Cachexia

Reviewed by Pooja V. Menon, RD · Last updated

Cachexia (pronounced kuh-KEK-see-uh) is not simply eating too little. It is driven by systemic inflammation and tumour or disease-derived metabolic signals that actively break down muscle and fat — even when nutritional intake appears adequate. This makes it fundamentally different from sarcopenia (age-related muscle loss) or simple starvation.

Diagnostic criteria generally include greater than 5% involuntary weight loss in 12 months (or BMI below 20 kg/m²) combined with reduced muscle strength and elevated inflammatory markers. It is most common in late-stage cancer — particularly lung, pancreatic, and gastrointestinal cancers — but also in advanced heart failure, COPD, and end-stage renal disease.

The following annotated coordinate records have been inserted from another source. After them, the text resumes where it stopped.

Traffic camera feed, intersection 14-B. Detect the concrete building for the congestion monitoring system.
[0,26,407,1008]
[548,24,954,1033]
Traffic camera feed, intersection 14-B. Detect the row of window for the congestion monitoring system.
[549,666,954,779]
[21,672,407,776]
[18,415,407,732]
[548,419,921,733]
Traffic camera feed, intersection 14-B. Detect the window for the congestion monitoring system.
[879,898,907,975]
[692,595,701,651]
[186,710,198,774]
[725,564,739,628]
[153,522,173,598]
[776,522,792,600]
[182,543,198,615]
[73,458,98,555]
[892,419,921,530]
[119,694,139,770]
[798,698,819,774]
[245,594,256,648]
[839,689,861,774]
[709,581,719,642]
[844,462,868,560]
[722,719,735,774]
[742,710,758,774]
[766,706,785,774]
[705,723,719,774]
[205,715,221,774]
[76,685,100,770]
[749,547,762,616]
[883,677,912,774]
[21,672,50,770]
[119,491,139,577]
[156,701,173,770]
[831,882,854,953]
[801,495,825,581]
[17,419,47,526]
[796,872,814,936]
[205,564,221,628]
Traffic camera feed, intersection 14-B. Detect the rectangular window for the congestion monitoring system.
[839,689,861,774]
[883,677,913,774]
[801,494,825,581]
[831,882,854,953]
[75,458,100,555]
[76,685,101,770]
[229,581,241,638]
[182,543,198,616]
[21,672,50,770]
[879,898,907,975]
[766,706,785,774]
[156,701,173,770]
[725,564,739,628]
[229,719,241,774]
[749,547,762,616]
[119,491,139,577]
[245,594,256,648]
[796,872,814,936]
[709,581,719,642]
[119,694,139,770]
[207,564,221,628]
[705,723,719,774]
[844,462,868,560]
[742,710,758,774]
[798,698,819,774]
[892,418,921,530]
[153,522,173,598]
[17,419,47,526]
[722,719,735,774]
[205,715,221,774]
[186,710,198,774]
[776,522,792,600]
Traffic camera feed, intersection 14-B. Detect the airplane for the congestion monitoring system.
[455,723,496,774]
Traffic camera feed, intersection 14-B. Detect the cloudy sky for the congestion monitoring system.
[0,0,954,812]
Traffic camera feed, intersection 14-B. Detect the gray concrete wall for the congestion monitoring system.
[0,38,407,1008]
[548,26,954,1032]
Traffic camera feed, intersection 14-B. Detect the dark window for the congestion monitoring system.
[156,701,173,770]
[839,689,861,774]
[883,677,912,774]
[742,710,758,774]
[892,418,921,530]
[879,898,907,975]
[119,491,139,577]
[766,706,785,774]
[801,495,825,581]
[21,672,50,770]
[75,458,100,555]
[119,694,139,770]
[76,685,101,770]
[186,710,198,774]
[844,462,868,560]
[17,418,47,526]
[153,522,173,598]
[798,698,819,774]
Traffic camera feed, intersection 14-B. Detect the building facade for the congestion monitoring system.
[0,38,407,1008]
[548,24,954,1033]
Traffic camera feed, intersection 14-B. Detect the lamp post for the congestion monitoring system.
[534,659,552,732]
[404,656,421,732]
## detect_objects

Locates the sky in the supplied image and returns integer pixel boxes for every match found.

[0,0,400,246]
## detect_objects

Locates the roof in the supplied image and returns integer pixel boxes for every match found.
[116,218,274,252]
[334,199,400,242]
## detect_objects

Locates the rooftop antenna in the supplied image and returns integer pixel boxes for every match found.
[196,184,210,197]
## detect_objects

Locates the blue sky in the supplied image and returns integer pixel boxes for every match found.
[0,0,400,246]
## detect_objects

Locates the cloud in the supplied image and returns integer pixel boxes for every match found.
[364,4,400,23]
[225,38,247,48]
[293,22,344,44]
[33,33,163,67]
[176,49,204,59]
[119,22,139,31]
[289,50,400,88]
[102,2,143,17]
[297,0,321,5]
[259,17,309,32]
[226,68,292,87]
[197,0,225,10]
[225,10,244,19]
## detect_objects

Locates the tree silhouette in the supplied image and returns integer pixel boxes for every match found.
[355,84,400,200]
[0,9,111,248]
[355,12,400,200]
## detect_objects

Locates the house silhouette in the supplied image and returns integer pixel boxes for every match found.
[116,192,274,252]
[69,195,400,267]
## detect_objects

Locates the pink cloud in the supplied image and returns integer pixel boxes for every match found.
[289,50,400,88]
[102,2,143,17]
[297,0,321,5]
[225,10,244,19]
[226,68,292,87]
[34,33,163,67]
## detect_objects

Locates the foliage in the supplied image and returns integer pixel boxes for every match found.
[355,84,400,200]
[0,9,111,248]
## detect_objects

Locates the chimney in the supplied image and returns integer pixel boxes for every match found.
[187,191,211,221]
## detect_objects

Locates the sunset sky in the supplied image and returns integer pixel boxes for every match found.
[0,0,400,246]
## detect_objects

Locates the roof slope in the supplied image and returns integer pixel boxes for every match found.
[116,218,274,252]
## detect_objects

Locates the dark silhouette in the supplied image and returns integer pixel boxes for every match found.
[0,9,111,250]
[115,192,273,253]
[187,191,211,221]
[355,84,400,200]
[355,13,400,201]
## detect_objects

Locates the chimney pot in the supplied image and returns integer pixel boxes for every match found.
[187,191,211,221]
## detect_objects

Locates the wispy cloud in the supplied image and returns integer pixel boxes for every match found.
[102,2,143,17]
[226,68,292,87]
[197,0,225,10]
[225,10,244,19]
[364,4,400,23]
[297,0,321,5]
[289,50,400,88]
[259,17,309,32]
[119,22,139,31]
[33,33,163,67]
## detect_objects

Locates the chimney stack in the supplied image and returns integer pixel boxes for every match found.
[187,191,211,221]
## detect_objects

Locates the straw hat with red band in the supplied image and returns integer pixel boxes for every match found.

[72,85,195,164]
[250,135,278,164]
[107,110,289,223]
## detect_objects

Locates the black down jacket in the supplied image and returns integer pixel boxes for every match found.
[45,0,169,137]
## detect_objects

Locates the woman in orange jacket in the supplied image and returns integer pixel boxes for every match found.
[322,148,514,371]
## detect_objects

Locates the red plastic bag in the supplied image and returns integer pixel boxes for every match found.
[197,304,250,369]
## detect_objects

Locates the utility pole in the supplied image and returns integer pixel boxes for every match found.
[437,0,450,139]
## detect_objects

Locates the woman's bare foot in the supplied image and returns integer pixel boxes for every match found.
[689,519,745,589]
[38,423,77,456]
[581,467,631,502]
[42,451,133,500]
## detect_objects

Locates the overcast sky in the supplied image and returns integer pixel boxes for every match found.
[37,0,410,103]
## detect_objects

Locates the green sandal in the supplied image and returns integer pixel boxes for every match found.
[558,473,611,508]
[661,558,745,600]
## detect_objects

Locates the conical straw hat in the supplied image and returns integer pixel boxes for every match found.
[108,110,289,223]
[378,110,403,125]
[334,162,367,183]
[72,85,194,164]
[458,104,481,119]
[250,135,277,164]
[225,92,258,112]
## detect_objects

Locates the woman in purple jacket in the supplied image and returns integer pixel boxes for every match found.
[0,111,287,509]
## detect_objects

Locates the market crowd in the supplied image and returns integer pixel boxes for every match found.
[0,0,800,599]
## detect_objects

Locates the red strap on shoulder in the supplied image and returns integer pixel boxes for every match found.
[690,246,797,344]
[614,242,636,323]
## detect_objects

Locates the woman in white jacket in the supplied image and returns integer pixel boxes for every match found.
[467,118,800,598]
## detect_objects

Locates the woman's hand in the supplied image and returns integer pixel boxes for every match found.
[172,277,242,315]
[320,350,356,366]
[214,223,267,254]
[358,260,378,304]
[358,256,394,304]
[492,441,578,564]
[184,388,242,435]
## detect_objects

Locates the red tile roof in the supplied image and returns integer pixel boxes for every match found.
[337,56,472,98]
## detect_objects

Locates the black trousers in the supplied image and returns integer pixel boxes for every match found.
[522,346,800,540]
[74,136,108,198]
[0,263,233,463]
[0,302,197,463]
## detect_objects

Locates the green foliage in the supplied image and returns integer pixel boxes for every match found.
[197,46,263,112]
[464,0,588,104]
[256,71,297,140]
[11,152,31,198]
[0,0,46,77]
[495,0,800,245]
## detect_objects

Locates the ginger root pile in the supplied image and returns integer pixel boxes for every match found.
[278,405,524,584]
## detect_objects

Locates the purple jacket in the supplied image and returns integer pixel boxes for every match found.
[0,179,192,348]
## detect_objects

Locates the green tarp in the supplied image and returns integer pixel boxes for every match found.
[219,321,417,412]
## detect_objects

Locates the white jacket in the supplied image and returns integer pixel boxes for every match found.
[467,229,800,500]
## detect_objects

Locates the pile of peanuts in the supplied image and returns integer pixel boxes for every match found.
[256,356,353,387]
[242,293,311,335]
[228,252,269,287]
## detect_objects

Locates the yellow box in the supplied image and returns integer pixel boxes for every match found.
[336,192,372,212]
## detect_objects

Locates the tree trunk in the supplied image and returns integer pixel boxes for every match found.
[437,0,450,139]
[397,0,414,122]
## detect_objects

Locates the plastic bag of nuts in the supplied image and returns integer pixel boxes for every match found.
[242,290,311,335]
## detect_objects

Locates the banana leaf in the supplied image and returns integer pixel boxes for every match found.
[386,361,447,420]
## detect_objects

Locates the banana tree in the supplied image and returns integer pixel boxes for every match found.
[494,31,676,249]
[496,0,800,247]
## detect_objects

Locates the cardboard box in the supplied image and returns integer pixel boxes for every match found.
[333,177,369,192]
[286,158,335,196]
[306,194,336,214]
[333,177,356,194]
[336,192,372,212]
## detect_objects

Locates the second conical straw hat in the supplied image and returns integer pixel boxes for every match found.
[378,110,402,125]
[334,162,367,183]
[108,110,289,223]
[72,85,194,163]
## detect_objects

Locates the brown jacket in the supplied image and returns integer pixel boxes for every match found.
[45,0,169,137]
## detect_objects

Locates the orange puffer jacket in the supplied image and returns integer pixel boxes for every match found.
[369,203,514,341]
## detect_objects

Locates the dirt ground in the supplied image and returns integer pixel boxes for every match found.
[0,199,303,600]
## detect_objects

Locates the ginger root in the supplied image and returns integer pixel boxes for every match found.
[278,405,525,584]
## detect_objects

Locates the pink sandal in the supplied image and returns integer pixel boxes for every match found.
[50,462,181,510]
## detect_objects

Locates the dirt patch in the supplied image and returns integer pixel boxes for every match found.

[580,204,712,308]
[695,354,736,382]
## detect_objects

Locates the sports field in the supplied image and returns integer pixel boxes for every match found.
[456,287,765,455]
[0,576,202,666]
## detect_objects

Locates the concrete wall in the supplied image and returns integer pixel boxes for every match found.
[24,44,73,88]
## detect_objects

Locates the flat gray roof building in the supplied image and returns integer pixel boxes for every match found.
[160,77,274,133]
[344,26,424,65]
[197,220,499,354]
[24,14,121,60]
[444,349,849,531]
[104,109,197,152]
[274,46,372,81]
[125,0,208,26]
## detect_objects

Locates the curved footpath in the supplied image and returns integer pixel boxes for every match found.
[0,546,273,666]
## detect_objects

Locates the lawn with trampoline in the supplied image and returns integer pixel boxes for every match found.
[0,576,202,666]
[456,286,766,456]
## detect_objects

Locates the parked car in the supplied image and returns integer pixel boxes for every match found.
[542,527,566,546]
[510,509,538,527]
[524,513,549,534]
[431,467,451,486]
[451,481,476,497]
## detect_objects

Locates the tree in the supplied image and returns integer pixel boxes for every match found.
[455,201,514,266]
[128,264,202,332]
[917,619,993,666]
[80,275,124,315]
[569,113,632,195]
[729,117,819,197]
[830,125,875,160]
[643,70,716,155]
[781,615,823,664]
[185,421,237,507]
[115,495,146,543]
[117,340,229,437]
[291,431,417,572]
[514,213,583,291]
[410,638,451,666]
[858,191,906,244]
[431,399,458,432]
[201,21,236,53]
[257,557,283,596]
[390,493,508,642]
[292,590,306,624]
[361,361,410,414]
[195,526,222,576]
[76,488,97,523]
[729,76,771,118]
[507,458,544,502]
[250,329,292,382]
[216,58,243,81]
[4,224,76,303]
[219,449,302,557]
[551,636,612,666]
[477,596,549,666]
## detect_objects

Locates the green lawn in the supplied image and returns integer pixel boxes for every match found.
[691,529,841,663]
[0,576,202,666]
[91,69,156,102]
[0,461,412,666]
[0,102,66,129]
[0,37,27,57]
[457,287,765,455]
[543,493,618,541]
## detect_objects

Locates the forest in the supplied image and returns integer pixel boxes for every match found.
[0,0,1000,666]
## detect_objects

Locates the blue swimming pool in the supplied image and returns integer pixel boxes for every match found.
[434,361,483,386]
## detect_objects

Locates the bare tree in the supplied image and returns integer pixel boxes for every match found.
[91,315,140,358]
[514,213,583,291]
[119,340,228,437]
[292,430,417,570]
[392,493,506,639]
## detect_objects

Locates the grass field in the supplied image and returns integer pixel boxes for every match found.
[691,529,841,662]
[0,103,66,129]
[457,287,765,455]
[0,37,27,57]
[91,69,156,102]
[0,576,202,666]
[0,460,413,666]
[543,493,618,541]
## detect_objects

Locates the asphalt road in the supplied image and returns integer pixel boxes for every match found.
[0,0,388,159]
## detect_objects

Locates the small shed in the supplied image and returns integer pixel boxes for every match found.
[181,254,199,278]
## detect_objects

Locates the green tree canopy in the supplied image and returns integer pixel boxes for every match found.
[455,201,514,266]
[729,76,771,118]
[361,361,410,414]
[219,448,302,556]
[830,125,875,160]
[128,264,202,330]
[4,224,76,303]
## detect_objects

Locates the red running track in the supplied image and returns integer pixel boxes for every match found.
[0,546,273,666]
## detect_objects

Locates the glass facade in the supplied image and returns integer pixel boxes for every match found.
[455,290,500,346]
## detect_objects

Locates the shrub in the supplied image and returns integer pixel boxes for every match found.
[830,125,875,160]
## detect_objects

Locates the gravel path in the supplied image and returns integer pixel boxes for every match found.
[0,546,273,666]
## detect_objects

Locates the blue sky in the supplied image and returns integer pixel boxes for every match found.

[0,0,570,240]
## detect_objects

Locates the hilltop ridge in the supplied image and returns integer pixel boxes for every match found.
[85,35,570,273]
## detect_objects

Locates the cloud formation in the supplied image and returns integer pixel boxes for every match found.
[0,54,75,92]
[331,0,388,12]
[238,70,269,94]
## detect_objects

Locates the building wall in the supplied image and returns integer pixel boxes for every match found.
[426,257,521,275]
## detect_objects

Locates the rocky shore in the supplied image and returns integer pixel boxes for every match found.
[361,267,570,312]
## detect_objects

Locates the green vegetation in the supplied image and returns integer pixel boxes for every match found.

Nutrition’s role is important but limited. Adequate energy and protein intake can slow the rate of loss and support treatment tolerance (for example, maintaining weight during chemotherapy improves the ability to complete a full course). However, nutritional support alone cannot fully reverse cachexia because the underlying metabolic driver — systemic inflammation — persists while the disease is active.

This is a critical distinction: families and patients should understand that cachexia-related weight loss is not a failure of appetite or willpower, and cannot be corrected simply by “eating more.” Aggressive forced feeding can cause harm and distress without reversing the process.

Management is multidisciplinary: clinician, oncologist or specialist, registered dietitian, physiotherapist. Goals should be individualised and realistic — often focused on comfort, quality of life, and tolerating treatment rather than weight gain.